Was lerne ich darüber, Eltern mit Fluchterfahrung zu begleiten?

Ein Foto von Ulrike Stephan (links) und Gisela Tesch.
© Stiftung Kinder forschen
Ulrike Stephan (links) und Gisela Tesch

U. S.: "Der Ansatz ist, erstmal nur die Menschen zu sehen. Oft machen wir eine Übung am Anfang, in der wir fragen: Wo kommen eure Großeltern her? Und da gibt es keinen Kurs, in dem nur eine Teilnehmerin eine irgendwie geartete Migrationsgeschichte hat. Wir machen sehr viele Übungen zu Diversity, dem Anti-Bias-Ansatz und vorurteilsbewusster Bildung. Das bedeutet auch ganz viel Selbsterfahrung. Es geht darum, in den Spiegel zu schauen: Was haben wir für Vorurteile und warum sind sie wichtig? Es geht nicht darum, sie zu negieren oder nicht haben zu dürfen, sondern sie bewusst zu machen. Dann zu fragen: Was hat das mit mir zu tun? Was ist Diskriminierung? Was ist Klischee? Was haben wir in unserer Einrichtung für eine Willkommenskultur? Je mehr ich mich damit auseinandergesetzt habe und je mehr das ein Thema in unserem Team ist, desto mehr setze ich den Fokus darauf: Es ist egal, wo Eltern herkommen und wie sie aussehen. Sondern es geht bei allen Eltern um 'Wie geht es dir?' und nicht um 'Wo kommst du her?'."

Haben Sie ein Beispiel, das diese Haltung verdeutlicht?

U. S.: "Nehmen wir eine Mutter, die morgens regelmäßig zu spät kommt und es nicht schafft, das Kind pünktlich in die Kita zu bringen. Für mich als Erzieherin ist es aber wichtig, dass das Kind pünktlich im Morgenkreis sitzt, und ich versuche der Mutter klarzumachen, dass das auch für ihr Kind wichtig ist. Dann bin ich als Erzieherin auf dieser Schiene, wo ich denke: Diese Mutter, wieso schafft die das nicht? Und ich bin in meinem Frust so gefangen, dass ich eher dazu neige, zu denken oder sogar vorwurfsvoll zu sagen: 'Sie sind schon wieder zu spät!'"

Eigentlich für alle Beteiligten unangenehm.
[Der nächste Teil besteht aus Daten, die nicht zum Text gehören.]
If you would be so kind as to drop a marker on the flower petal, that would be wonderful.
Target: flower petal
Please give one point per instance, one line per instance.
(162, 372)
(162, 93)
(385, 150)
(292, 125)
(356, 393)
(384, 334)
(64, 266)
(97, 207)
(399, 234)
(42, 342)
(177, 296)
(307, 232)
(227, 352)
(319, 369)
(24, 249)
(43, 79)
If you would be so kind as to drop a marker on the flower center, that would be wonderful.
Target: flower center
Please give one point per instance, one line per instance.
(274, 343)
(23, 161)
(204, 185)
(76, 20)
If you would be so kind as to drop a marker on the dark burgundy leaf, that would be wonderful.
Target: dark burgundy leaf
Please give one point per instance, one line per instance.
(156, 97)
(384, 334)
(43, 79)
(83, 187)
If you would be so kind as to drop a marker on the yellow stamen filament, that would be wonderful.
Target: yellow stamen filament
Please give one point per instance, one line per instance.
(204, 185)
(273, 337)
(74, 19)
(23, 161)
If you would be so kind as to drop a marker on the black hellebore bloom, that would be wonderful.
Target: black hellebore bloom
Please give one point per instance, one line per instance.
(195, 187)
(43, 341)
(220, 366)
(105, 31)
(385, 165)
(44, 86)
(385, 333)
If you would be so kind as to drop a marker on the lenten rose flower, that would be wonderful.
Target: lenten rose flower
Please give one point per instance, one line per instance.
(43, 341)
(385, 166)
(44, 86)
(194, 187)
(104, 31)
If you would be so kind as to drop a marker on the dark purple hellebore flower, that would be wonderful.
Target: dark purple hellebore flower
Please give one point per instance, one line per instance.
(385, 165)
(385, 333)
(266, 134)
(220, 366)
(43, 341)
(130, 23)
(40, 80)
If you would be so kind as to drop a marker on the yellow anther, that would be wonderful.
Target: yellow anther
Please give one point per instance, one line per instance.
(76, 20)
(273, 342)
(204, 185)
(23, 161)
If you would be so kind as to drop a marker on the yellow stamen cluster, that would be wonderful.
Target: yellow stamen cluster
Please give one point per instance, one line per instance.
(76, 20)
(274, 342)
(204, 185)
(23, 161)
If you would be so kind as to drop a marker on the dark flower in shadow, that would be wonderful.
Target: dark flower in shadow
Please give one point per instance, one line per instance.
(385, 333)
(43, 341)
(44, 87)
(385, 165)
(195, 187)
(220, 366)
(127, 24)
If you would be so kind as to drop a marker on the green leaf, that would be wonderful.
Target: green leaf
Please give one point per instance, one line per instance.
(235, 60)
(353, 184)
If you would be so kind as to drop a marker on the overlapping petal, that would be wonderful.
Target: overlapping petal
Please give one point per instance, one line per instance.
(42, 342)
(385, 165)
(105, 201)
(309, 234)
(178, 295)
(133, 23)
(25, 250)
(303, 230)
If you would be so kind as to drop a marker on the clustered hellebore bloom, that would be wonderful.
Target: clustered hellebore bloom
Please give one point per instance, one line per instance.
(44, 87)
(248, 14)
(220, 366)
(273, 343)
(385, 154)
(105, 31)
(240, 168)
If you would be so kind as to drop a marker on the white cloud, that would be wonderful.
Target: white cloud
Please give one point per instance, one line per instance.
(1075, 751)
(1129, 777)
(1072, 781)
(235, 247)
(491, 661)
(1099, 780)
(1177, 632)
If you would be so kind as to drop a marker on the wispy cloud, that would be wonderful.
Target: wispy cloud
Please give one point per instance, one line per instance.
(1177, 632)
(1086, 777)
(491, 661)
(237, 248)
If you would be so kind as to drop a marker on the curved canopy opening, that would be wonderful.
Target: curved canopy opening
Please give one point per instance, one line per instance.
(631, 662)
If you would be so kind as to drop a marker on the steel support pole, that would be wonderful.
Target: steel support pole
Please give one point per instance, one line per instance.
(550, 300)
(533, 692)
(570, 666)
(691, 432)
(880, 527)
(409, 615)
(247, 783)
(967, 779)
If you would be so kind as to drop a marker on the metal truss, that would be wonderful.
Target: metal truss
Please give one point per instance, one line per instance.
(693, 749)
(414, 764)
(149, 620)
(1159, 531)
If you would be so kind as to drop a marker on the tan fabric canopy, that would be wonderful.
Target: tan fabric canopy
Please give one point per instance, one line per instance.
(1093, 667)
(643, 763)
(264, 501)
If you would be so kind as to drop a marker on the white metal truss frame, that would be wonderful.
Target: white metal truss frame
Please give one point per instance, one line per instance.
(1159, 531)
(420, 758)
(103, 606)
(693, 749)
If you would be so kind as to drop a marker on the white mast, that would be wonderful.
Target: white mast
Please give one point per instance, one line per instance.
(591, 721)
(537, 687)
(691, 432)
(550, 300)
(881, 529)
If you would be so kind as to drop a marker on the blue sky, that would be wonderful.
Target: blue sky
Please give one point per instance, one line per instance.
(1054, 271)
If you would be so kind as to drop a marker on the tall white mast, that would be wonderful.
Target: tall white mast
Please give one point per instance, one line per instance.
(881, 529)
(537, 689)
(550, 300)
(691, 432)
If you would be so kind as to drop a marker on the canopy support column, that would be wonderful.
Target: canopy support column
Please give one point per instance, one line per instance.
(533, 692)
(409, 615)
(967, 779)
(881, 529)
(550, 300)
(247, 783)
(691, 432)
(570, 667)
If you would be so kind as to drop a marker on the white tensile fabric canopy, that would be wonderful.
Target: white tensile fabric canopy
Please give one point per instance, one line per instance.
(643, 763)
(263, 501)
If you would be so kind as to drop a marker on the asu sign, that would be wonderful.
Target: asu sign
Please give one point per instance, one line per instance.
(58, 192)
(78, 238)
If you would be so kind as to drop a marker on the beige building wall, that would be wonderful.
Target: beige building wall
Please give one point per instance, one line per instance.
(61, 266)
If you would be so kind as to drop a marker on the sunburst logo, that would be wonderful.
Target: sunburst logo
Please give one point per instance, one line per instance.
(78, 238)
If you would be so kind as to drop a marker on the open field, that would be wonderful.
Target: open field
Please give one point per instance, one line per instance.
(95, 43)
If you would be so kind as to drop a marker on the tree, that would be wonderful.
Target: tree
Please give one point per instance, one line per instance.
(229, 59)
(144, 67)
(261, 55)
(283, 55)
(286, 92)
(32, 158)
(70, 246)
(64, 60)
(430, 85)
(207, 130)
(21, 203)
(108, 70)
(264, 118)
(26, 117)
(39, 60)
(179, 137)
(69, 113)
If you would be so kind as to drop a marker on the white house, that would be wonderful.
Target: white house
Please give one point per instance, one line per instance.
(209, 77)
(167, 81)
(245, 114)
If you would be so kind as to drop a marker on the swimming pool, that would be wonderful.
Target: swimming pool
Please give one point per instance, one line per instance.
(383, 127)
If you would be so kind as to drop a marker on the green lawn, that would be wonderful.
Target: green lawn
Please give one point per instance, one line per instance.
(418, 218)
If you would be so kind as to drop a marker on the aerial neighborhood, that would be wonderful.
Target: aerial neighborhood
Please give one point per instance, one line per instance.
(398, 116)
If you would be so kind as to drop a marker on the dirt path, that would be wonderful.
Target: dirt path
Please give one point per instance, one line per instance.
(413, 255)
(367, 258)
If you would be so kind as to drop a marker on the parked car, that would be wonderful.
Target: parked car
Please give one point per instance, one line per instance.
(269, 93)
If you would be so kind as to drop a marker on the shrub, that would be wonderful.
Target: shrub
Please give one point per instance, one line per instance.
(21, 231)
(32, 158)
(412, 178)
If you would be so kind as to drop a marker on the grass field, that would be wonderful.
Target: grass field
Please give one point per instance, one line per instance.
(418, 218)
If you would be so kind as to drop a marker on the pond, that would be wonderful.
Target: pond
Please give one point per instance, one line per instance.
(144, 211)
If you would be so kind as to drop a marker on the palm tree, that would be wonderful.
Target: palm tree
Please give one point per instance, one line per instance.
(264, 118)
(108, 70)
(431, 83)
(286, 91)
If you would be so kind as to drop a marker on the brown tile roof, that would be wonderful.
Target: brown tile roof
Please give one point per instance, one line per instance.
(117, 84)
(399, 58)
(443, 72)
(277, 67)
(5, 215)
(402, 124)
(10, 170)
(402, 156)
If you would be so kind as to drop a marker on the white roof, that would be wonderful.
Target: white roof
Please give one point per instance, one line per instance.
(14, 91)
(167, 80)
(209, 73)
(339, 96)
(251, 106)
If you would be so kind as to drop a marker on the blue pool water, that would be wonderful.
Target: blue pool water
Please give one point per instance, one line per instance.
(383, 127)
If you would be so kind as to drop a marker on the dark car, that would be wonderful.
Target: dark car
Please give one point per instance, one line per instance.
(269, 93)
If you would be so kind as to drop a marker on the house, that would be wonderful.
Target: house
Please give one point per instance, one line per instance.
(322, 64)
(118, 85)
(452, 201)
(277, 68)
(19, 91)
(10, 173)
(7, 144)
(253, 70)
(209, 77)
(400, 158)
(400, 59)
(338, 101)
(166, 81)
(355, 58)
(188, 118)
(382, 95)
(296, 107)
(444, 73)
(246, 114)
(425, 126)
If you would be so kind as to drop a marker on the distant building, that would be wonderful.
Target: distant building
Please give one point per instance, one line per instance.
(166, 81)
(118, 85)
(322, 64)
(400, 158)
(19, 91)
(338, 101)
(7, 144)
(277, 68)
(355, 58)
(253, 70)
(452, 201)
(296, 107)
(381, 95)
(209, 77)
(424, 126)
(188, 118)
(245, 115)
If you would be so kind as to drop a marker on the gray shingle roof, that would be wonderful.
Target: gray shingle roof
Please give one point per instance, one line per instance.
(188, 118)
U. S.: "Das Beste, was im Kurs passieren kann, ist, dass mir das bewusst wird und ich denke: Was ist da eigentlich los? Dann wäre die Frage: Wie gelingt es mir, mit der Mutter so in Kontakt zu treten, dass eine so unangenehme Situation für alle Beteiligten vermieden werden kann? Und die Antwort wäre, das Gespräch mit der Mutter zu suchen, um sie zu fragen: 'Wie geht es Ihnen eigentlich?' Dann erfährt die Erzieherin vielleicht, dass sich das Elternpaar getrennt hat und die Mutter jetzt alleine morgens den Stress hat. Wenn so ein Vertrauensverhältnis entsteht, kann das zur Entspannung beitragen. So gelingt es vielleicht auch eher, dass die Mutter öfter pünktlich kommt, weil sie nicht mehr befürchten muss, sowieso nur belehrt zu werden, sondern im besten Fall sogar auf Verständnis zu stoßen."

Wenn ich mich als Fachkraft für das Thema interessiere, aber aus bestimmten Gründen gerade nicht an einer Qualifizierung teilnehmen kann, was wäre ein kleiner Schritt, den ich tun kann?

G. T.: "Kommen Sie doch zu einem unserer Fachtage! Jeder der sechs Trägerverbände veranstaltet zwei kostenfreie Fachtage im Jahr. Das sind Informationsveranstaltungen vom Programm 'Elternchance', die jeweils auch ein Fachthema haben. Die Themen sind unterschiedlich: Geschlechtersensible Pädagogik, Zusammenarbeit mit geflüchteten Familien, Tür- und Angelgespräche, um nur einige zu nennen. Vormittags gibt es einen Themeninput, nachmittags Workshops und dazu besteht die Möglichkeit, sich kennenzulernen und zu vernetzen."